Seine Akte dokumentiert Weltgeschichte in Unterfranken. Seit einem Jahr ist der frühere Radioreporter Schellenberger mit seinem Buch auf Lesereise. Was er dabei erlebt.
Vor über einem Jahr ist das Buch „Deckname Antenne' von Eberhard Schellenberger erschienen. Seitdem ist er mehrfach in der Woche damit auf Lesungen, Diskussionsveranstaltungen, bei Vereinen und in Schulen. Mit Main-Post-Redakteur Michael Czygan spricht er über berührende Momente.
Foto: Johannes Kiefer | Vor über einem Jahr ist das Buch „Deckname Antenne" von Eberhard Schellenberger erschienen. Seitdem ist er mehrfach in der Woche damit auf Lesungen, Diskussionsveranstaltungen, bei Vereinen und in Schulen.
Michael Czygan
 |  aktualisiert: 08.11.2023 02:59 Uhr

33 Jahre deutsche Einheit am 3. Oktober, 34 Jahre Mauerfall am 9. November: Momentan jähren sich wieder einmal die Wendepunkte deutsch-deutscher Geschichte. Eberhard Schellenberger, der ehemalige Leiter des Studios Mainfranken beim Bayerischen Rundfunk, hat die Geschehnisse damals in Unterfranken journalistisch ebenso begleitet wie die Zeit der Teilung und des kalten Krieges in den Jahren zuvor.

Unter dem Titel "Deckname Antenne. Als Journalist im Visier der Stasi" hat der 66-Jährige, der aus Zeil am Main (Lkr. Haßberge) stammt, seine Erlebnisse und Erfahrungen in und mit der DDR aufgeschrieben. Basis ist die 400-seitige Akte, die offizielle und inoffizielle Mitarbeiterinnen und Mitarbeiter der Staatssicherheit zusammengeschrieben haben, als der Reporter im Osten unterwegs war, um unter anderem über die Anbahnung der Städtepartnerschaft Würzburg-Suhl zu berichten.

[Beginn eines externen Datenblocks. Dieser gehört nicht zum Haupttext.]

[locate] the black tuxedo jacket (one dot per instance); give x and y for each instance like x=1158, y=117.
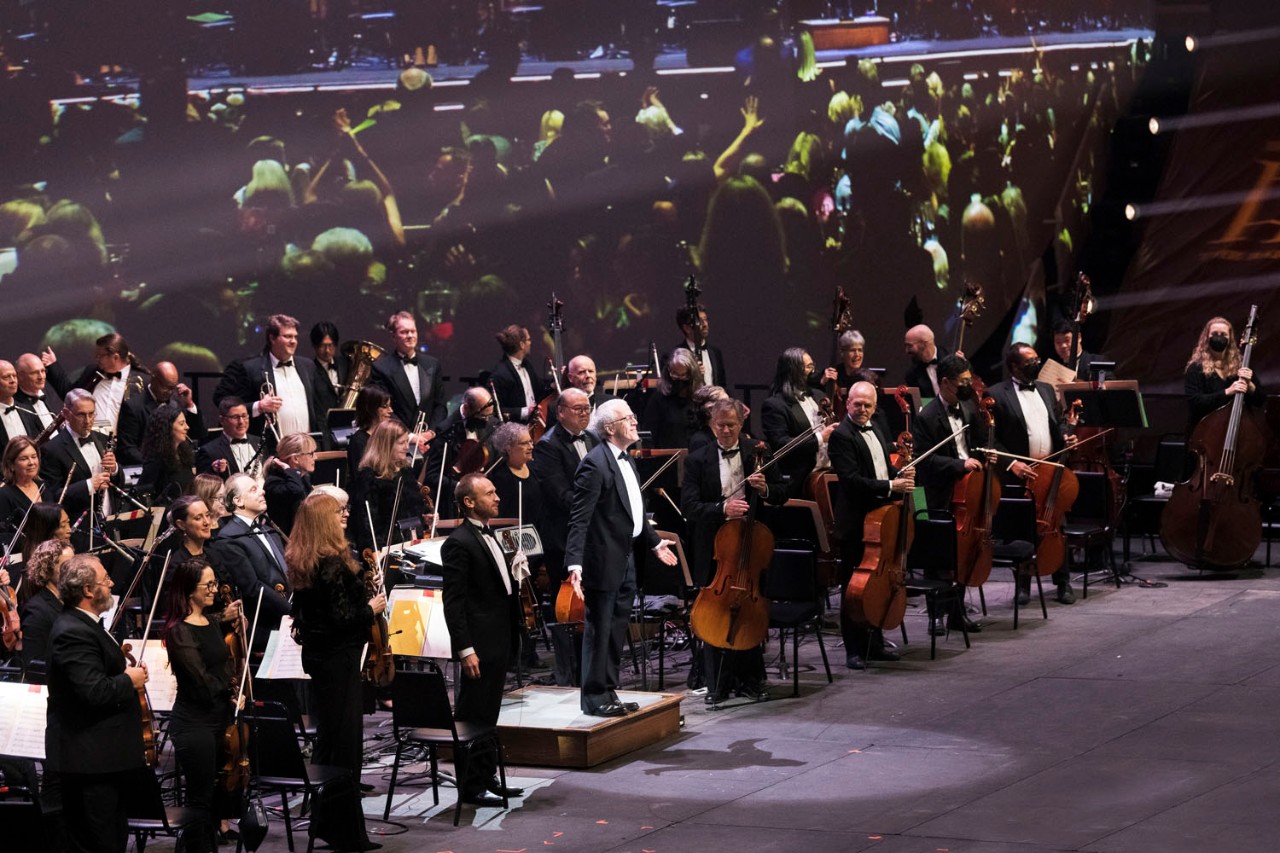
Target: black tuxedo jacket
x=245, y=379
x=95, y=723
x=940, y=471
x=511, y=392
x=556, y=465
x=781, y=422
x=62, y=456
x=388, y=374
x=478, y=609
x=31, y=423
x=859, y=489
x=241, y=557
x=702, y=502
x=132, y=427
x=918, y=377
x=717, y=360
x=220, y=448
x=599, y=528
x=1010, y=433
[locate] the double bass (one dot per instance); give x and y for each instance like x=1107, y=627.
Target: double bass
x=731, y=612
x=1212, y=519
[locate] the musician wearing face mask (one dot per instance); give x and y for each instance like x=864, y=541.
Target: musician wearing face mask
x=1028, y=423
x=1215, y=375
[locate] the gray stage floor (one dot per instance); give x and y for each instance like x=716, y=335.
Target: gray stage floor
x=1143, y=719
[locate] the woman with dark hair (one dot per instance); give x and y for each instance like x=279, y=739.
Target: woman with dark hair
x=332, y=616
x=288, y=478
x=668, y=415
x=383, y=477
x=206, y=683
x=373, y=406
x=790, y=410
x=168, y=455
x=19, y=469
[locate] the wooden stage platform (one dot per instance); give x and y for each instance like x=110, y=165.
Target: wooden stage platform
x=543, y=726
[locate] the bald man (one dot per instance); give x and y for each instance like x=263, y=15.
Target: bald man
x=14, y=420
x=136, y=410
x=924, y=354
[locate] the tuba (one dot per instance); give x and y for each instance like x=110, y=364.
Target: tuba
x=361, y=355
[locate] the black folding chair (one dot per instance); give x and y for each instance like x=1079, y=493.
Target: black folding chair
x=421, y=716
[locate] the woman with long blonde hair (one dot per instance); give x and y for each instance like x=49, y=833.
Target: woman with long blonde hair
x=1214, y=373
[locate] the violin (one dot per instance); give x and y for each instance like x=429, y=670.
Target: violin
x=876, y=594
x=731, y=612
x=1212, y=519
x=973, y=503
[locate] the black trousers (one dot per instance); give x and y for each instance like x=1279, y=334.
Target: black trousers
x=607, y=616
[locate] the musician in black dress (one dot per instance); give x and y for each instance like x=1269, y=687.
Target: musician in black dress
x=387, y=484
x=332, y=617
x=1214, y=373
x=205, y=673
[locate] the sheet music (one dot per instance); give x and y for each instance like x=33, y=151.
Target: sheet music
x=24, y=719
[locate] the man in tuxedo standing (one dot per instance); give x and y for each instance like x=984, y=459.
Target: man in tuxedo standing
x=411, y=378
x=859, y=456
x=606, y=524
x=94, y=734
x=481, y=610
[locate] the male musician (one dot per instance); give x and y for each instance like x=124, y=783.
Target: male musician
x=859, y=456
x=560, y=451
x=114, y=375
x=412, y=379
x=137, y=409
x=481, y=609
x=714, y=491
x=80, y=454
x=1029, y=424
x=332, y=365
x=604, y=524
x=16, y=419
x=232, y=451
x=250, y=553
x=924, y=354
x=954, y=407
x=513, y=378
x=695, y=328
x=790, y=410
x=94, y=735
x=32, y=378
x=282, y=383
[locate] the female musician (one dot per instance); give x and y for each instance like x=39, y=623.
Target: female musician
x=332, y=617
x=288, y=478
x=513, y=478
x=1214, y=373
x=40, y=606
x=790, y=410
x=373, y=406
x=668, y=415
x=19, y=468
x=383, y=473
x=168, y=456
x=205, y=673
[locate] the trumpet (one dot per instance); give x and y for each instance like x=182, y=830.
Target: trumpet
x=268, y=389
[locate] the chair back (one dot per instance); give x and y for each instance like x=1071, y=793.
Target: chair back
x=933, y=550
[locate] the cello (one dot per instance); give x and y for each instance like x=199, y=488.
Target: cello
x=731, y=612
x=1212, y=519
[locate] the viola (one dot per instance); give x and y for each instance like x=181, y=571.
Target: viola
x=1212, y=519
x=731, y=612
x=876, y=593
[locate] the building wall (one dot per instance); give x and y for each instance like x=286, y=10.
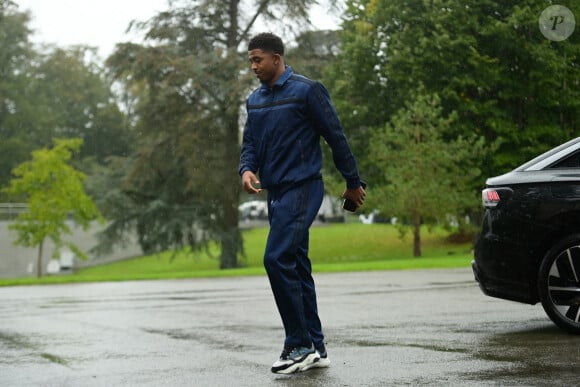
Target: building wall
x=16, y=261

Frage: Seit einem Jahr sind Sie mit Ihrem Buch "Deckname Antenne" unterwegs. Ein Ende der Lesereise ist nicht in Sicht. Woher kommt dieses Interesse?

Eberhard Schellenberger: Mittlerweile waren es über 40 Lesungen - mit rund 3000 Zuhörerinnen und Zuhörern. Und die Termine reichen bis weit ins nächste Jahr - selbst nach München und Berlin bin ich eingeladen. So eine Resonanz habe ich nicht für möglich gehalten. Es sind meistens etwas ältere Menschen, die kommen, die die deutsche Teilung als Zeitzeugen miterlebt, vielfach auch mit erlitten haben. Für die ist das eine Reise in die Vergangenheit. Manchmal fließen sogar Tränen, wenn ich bei den Lesungen auch die Radioreportagen aus der Wendezeit abspiele.

Was waren die schönsten Erlebnisse?

Schellenberger: Schwierig, einzelne Veranstaltungen herauszuheben. Jede hat ihren eigenen Charme.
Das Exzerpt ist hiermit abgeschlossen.